Tangential: you can finetune something like flan-ul2 to do quote extraction using examples generated from chatgpt. If you have a good enough GPU, it should help cut down costs significantly
Nice, that sounds like it's worth exploring. Much appreciated.
Again though, it's the zero-effort part that's appealing. I'm on a very small team and getting that to close to the same standard will take time for a ham-fisted clod like myself. Worth giving a shot all the same though, thanks again.
The zero shot ability is convenient. But for tasks that you need to get done millions of times, I’d much rather spend $10 on GPU compute and maybe a day of training data generation to train a T5 which I then “own”.
Also, running your own specialized model locally can be much faster than using someone’s API.
Maybe one day you’ll be able to tell ChatGPT what kind of model you need and it’ll automatically select the right architecture, gather the training data, and commission the training using the cheapest and/or fastest provider. :)
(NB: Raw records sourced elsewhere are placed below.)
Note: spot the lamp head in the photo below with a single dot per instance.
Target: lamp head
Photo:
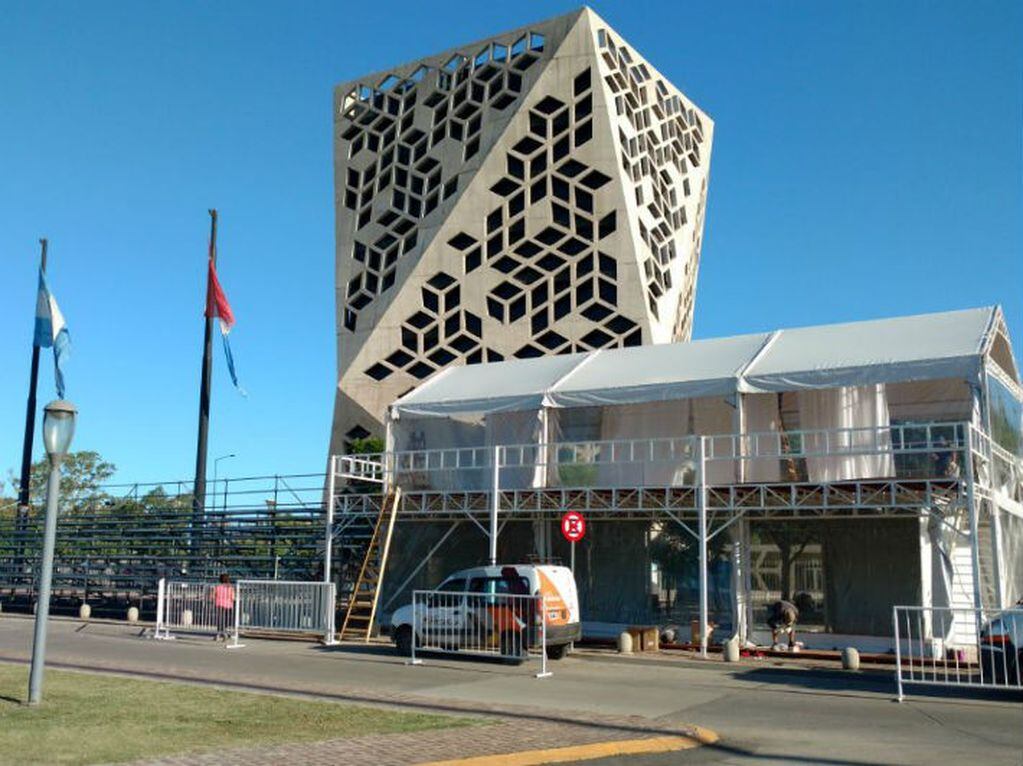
(58, 427)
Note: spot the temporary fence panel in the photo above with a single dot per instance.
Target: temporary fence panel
(282, 606)
(190, 607)
(930, 648)
(498, 625)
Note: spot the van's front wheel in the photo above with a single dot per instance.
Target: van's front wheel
(513, 646)
(403, 640)
(558, 650)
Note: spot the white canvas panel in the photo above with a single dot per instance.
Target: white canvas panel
(859, 407)
(763, 423)
(518, 430)
(929, 401)
(440, 453)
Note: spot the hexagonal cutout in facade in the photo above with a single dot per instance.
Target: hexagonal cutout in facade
(538, 192)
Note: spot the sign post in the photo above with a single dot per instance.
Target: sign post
(573, 529)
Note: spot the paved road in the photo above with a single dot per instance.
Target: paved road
(764, 713)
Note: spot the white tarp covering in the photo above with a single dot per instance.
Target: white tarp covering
(500, 387)
(914, 348)
(662, 372)
(918, 348)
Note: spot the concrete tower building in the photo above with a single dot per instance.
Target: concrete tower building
(538, 192)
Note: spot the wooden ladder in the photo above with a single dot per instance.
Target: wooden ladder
(361, 610)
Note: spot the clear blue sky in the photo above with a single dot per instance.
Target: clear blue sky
(866, 163)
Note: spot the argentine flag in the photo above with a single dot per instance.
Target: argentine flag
(51, 329)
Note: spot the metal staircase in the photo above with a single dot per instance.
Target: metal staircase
(362, 600)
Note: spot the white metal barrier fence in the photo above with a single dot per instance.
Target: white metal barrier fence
(281, 606)
(499, 625)
(192, 607)
(959, 647)
(271, 605)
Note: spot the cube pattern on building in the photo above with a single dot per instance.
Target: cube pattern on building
(538, 192)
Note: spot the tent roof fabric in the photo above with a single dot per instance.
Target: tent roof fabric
(903, 349)
(519, 385)
(665, 371)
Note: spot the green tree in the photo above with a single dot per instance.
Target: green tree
(82, 477)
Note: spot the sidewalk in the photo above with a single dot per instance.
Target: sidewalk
(762, 712)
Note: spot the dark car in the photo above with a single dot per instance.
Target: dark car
(1002, 649)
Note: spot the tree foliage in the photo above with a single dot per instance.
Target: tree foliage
(82, 477)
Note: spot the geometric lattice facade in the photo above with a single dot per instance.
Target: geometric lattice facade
(538, 192)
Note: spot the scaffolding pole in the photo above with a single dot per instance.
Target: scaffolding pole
(702, 514)
(494, 503)
(328, 539)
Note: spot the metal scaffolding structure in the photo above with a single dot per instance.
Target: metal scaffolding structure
(985, 484)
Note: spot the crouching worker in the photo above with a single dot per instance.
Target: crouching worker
(782, 618)
(223, 605)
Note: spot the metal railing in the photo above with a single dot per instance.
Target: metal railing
(958, 647)
(116, 541)
(505, 626)
(905, 451)
(231, 609)
(276, 606)
(193, 607)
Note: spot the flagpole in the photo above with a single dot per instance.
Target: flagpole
(198, 493)
(30, 431)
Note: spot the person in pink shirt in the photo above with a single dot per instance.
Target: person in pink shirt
(223, 605)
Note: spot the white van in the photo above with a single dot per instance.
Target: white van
(465, 600)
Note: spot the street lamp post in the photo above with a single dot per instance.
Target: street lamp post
(58, 429)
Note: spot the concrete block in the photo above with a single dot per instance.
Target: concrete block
(625, 642)
(850, 659)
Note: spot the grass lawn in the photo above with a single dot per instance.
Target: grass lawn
(88, 718)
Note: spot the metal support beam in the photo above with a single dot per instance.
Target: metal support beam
(328, 540)
(971, 508)
(494, 506)
(999, 592)
(702, 511)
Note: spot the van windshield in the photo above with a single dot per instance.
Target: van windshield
(498, 585)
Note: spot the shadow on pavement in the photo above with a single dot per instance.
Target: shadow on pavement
(839, 682)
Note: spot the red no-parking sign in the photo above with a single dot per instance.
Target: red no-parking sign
(573, 526)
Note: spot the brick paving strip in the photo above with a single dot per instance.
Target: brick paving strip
(499, 738)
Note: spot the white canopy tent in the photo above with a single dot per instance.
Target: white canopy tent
(928, 347)
(861, 380)
(852, 378)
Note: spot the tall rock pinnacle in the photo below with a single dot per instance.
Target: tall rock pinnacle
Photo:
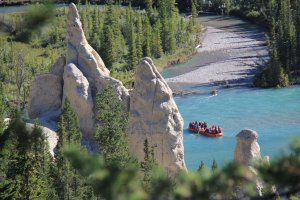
(155, 116)
(79, 51)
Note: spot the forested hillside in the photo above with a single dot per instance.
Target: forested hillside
(122, 35)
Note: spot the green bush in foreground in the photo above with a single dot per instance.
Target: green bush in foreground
(230, 182)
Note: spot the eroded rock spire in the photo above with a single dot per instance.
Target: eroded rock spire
(154, 115)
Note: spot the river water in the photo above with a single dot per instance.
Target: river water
(273, 113)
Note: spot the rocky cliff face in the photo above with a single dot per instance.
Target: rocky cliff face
(82, 74)
(155, 116)
(246, 151)
(246, 148)
(79, 77)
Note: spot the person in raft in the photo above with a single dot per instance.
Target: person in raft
(202, 126)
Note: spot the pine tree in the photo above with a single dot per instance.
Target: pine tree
(2, 109)
(149, 7)
(148, 165)
(110, 37)
(214, 167)
(201, 167)
(112, 124)
(25, 162)
(147, 37)
(194, 12)
(297, 23)
(133, 56)
(139, 37)
(157, 50)
(69, 184)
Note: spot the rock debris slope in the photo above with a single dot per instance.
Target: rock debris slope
(155, 116)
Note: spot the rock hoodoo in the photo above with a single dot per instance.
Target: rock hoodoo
(246, 148)
(78, 77)
(155, 116)
(82, 74)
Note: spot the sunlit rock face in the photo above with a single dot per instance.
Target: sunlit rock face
(247, 148)
(155, 116)
(247, 151)
(81, 75)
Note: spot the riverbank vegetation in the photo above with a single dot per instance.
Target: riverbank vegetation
(28, 171)
(121, 35)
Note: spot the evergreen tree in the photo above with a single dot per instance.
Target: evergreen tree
(157, 50)
(201, 167)
(133, 56)
(2, 110)
(148, 6)
(139, 37)
(69, 184)
(110, 37)
(194, 12)
(110, 133)
(147, 37)
(214, 166)
(25, 162)
(148, 165)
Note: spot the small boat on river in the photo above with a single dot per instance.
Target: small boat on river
(205, 133)
(203, 129)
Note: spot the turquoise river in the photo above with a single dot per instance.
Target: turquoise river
(273, 113)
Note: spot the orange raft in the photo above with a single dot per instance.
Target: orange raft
(202, 132)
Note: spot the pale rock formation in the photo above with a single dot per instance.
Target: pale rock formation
(155, 116)
(247, 148)
(45, 95)
(87, 60)
(82, 74)
(78, 91)
(246, 151)
(58, 68)
(79, 76)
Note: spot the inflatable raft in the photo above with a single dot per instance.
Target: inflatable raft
(202, 132)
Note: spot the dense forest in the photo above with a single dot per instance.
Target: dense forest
(121, 35)
(29, 171)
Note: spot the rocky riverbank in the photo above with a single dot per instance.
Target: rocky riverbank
(235, 55)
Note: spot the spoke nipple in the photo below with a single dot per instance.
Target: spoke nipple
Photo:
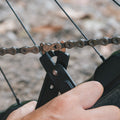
(55, 72)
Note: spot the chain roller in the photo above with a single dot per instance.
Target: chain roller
(45, 47)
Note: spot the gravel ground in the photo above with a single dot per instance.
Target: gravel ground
(46, 23)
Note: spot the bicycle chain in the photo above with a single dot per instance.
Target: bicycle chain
(46, 47)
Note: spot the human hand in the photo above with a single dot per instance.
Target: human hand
(73, 105)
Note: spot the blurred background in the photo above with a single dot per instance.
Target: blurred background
(47, 23)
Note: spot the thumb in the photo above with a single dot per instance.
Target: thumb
(22, 111)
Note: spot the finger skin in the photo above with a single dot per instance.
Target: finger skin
(22, 111)
(104, 113)
(71, 104)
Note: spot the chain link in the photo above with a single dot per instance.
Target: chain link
(46, 47)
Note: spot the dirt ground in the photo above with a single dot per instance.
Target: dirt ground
(47, 23)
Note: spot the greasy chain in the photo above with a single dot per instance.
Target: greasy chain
(45, 47)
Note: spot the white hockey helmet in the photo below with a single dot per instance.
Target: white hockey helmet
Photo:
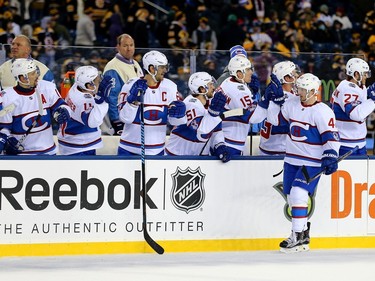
(239, 63)
(154, 58)
(23, 67)
(285, 68)
(86, 74)
(200, 79)
(308, 82)
(359, 65)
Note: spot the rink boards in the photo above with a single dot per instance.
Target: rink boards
(62, 206)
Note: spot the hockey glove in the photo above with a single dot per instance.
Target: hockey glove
(137, 91)
(329, 161)
(254, 84)
(61, 115)
(177, 109)
(221, 151)
(118, 127)
(217, 104)
(13, 147)
(371, 92)
(105, 87)
(3, 141)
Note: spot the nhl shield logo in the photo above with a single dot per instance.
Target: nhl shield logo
(187, 192)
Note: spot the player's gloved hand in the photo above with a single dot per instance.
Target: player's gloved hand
(13, 147)
(221, 151)
(105, 87)
(61, 115)
(329, 161)
(118, 127)
(371, 92)
(3, 141)
(137, 90)
(217, 104)
(176, 109)
(254, 84)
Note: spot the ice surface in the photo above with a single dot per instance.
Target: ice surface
(317, 265)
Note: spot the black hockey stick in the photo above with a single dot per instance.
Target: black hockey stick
(279, 173)
(155, 246)
(314, 177)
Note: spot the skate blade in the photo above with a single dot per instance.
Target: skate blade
(296, 249)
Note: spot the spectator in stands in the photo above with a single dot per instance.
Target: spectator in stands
(21, 48)
(88, 100)
(204, 37)
(85, 33)
(176, 30)
(122, 68)
(142, 28)
(231, 34)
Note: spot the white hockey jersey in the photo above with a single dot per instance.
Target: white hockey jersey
(81, 133)
(351, 108)
(201, 127)
(273, 138)
(156, 102)
(16, 123)
(236, 128)
(312, 130)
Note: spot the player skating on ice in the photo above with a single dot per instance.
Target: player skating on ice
(203, 109)
(313, 142)
(161, 106)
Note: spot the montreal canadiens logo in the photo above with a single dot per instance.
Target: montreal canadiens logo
(187, 192)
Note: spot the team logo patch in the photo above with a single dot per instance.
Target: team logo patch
(188, 192)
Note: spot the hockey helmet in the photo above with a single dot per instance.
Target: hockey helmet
(359, 65)
(237, 50)
(308, 82)
(23, 67)
(154, 58)
(238, 63)
(200, 79)
(86, 74)
(285, 68)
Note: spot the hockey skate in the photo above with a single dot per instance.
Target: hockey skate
(293, 243)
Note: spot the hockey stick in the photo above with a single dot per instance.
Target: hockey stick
(310, 179)
(226, 114)
(155, 246)
(7, 109)
(279, 173)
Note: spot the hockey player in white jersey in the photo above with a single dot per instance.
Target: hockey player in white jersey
(352, 102)
(88, 100)
(203, 128)
(28, 129)
(161, 106)
(238, 94)
(314, 142)
(273, 138)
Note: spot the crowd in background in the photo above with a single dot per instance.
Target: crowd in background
(292, 27)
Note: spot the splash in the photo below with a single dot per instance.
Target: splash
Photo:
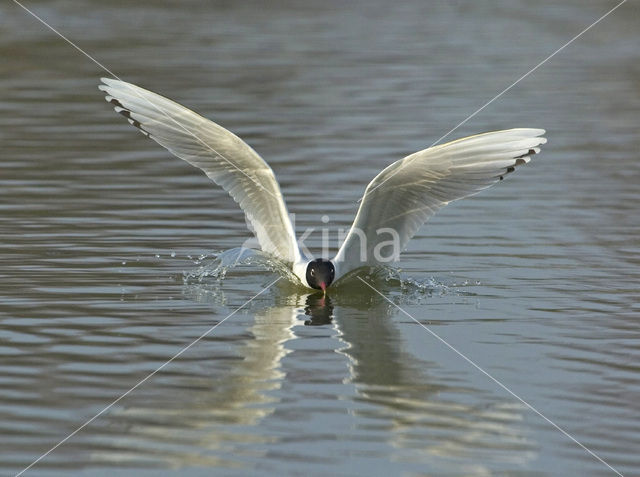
(214, 269)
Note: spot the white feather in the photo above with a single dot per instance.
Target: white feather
(223, 156)
(405, 194)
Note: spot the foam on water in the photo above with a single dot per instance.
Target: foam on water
(239, 261)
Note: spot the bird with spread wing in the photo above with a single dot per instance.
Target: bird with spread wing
(399, 200)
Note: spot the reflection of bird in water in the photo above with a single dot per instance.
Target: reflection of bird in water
(396, 203)
(233, 404)
(319, 308)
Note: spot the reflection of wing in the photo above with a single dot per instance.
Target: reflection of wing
(223, 156)
(405, 194)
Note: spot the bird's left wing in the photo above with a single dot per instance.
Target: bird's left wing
(404, 195)
(224, 157)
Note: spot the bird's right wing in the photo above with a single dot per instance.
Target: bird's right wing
(404, 195)
(224, 157)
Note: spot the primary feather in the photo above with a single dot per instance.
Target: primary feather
(224, 157)
(404, 195)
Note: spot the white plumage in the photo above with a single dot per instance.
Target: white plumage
(400, 198)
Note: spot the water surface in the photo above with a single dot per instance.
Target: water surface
(536, 280)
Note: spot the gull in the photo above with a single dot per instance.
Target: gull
(398, 201)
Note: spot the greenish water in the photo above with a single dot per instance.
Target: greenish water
(536, 280)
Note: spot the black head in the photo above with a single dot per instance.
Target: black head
(320, 273)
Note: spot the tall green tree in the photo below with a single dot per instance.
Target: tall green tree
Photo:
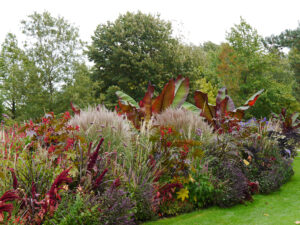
(13, 74)
(246, 66)
(131, 51)
(289, 39)
(55, 47)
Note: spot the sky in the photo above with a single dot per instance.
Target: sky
(194, 21)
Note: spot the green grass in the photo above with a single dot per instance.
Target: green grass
(280, 207)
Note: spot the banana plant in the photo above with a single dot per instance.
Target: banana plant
(173, 95)
(223, 116)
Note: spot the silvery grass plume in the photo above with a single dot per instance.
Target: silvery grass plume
(187, 122)
(99, 121)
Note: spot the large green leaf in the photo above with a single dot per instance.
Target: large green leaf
(201, 101)
(181, 91)
(190, 107)
(165, 99)
(146, 103)
(126, 99)
(131, 112)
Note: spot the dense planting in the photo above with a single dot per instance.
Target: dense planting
(158, 158)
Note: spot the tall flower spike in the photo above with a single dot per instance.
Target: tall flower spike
(15, 181)
(63, 177)
(93, 157)
(10, 195)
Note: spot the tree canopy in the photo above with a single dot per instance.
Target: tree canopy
(131, 51)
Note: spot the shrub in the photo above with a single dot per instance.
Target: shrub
(74, 209)
(201, 186)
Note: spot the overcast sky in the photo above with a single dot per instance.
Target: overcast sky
(198, 21)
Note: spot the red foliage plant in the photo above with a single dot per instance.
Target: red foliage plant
(10, 195)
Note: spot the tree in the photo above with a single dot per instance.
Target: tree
(245, 66)
(78, 90)
(289, 39)
(54, 47)
(133, 50)
(13, 74)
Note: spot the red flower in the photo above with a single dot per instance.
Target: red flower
(46, 120)
(100, 178)
(70, 143)
(51, 149)
(67, 115)
(15, 181)
(162, 133)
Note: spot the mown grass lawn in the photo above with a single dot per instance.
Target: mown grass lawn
(280, 207)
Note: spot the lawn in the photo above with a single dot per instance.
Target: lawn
(280, 207)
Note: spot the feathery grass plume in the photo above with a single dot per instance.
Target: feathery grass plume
(100, 121)
(187, 122)
(10, 195)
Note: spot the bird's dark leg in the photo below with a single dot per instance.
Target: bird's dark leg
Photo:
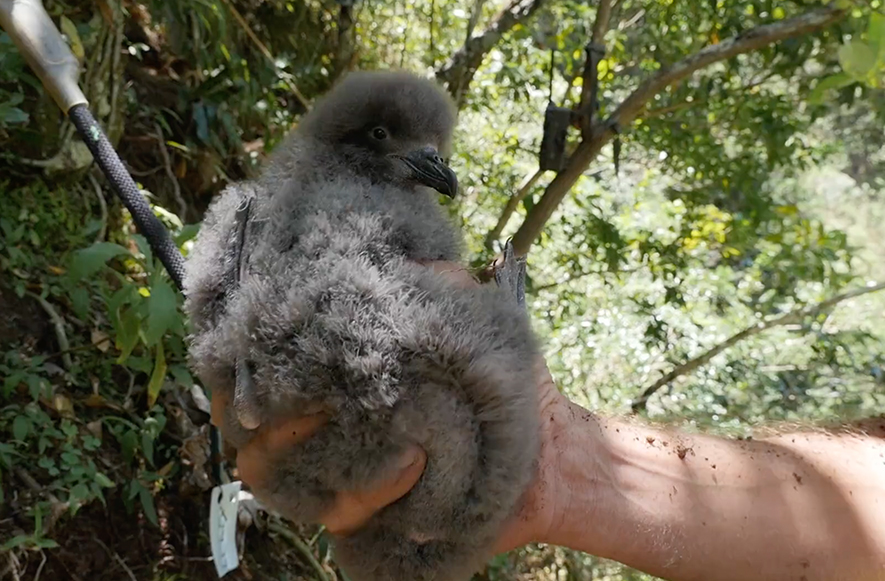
(510, 273)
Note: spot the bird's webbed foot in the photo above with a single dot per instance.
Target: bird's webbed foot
(510, 273)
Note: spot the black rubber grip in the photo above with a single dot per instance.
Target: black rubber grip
(124, 186)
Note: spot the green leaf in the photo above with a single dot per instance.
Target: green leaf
(13, 115)
(147, 502)
(127, 334)
(142, 244)
(79, 492)
(147, 447)
(162, 311)
(182, 375)
(45, 544)
(157, 377)
(857, 59)
(188, 232)
(14, 542)
(80, 303)
(837, 81)
(88, 261)
(876, 36)
(128, 443)
(21, 427)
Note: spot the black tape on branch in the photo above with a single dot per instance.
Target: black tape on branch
(556, 123)
(148, 224)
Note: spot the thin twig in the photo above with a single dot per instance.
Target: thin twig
(58, 507)
(263, 49)
(40, 567)
(116, 557)
(12, 567)
(302, 548)
(511, 206)
(102, 203)
(167, 163)
(794, 317)
(59, 326)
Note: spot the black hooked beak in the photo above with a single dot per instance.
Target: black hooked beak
(429, 169)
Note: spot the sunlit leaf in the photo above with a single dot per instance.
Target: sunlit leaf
(857, 59)
(88, 261)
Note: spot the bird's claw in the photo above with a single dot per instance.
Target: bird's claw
(510, 273)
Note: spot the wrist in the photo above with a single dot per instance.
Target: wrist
(577, 478)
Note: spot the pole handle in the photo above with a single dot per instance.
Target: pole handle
(44, 49)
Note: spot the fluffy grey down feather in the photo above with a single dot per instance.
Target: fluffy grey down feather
(332, 312)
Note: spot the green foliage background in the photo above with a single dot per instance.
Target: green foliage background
(749, 190)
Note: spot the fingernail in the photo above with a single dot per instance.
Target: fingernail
(410, 458)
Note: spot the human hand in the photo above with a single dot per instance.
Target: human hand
(352, 509)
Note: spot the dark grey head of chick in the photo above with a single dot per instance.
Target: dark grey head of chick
(392, 127)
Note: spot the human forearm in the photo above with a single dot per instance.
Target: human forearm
(683, 507)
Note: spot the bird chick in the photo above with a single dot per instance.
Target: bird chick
(306, 294)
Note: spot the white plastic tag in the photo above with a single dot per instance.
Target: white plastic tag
(223, 527)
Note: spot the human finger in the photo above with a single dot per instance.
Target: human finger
(352, 509)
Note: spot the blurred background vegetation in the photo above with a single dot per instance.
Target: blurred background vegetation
(708, 255)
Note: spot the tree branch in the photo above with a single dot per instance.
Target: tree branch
(794, 317)
(631, 107)
(510, 208)
(344, 51)
(459, 71)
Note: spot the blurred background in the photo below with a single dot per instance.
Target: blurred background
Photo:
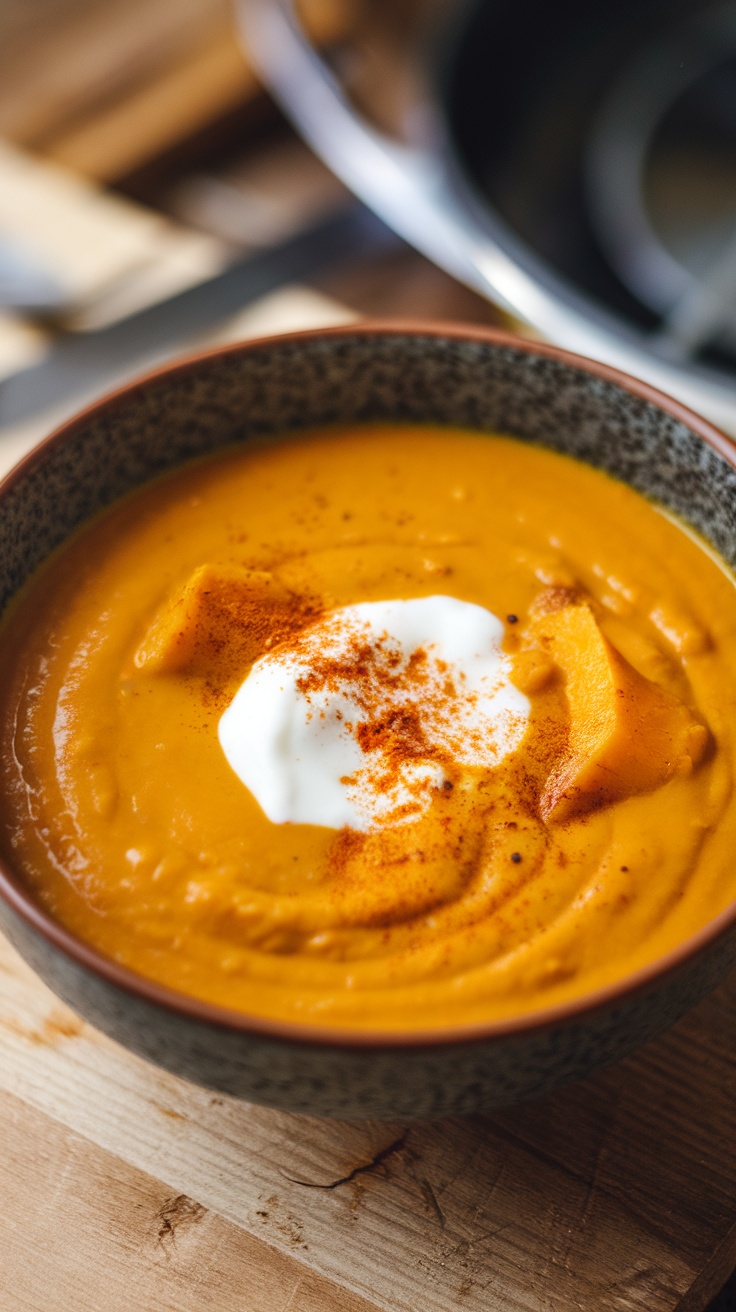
(566, 169)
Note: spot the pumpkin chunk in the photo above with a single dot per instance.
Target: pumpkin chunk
(627, 735)
(221, 615)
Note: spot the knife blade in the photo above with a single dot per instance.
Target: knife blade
(93, 361)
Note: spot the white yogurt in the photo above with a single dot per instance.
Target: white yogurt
(356, 723)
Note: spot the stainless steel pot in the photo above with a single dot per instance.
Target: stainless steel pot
(416, 185)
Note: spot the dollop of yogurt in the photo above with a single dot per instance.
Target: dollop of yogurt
(361, 719)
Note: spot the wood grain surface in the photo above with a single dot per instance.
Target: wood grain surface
(618, 1193)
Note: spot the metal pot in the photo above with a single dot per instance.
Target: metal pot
(427, 184)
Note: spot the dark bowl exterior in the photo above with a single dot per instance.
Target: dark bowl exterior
(459, 377)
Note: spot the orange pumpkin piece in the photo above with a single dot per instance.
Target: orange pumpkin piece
(627, 735)
(221, 614)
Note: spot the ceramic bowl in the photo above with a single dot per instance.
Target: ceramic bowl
(454, 375)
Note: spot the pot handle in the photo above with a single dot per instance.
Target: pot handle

was referring to "(iii) use output from the Services to develop models that compete with OpenAI; (iv) except as permitted through the API, use any automated or programmatic method to extract data or output from the Services, including scraping, web harvesting, or web data extraction;" ~ https://openai.com/policies/terms-of-use
I think I missed the exception for API, how ever not sure where they are, but seems to be fine based on alpaca. Also interesting they are so hard on web scraping and and extraction, lol. But wow, that is a poorly worded paragraph.
Can you elaborate? Did some brief Google searching but had issues putting it together. We have thousands of documents and data stores we'd like to parse using GPT-3.5 (or the new ChatGPT API) and have been thinking of pretraining to cut things down. Thank you!
Again though, it's the zero-effort part that's appealing. I'm on a very small team and getting that to close to the same standard will take time for a ham-fisted clod like myself. Worth giving a shot all the same though, thanks again.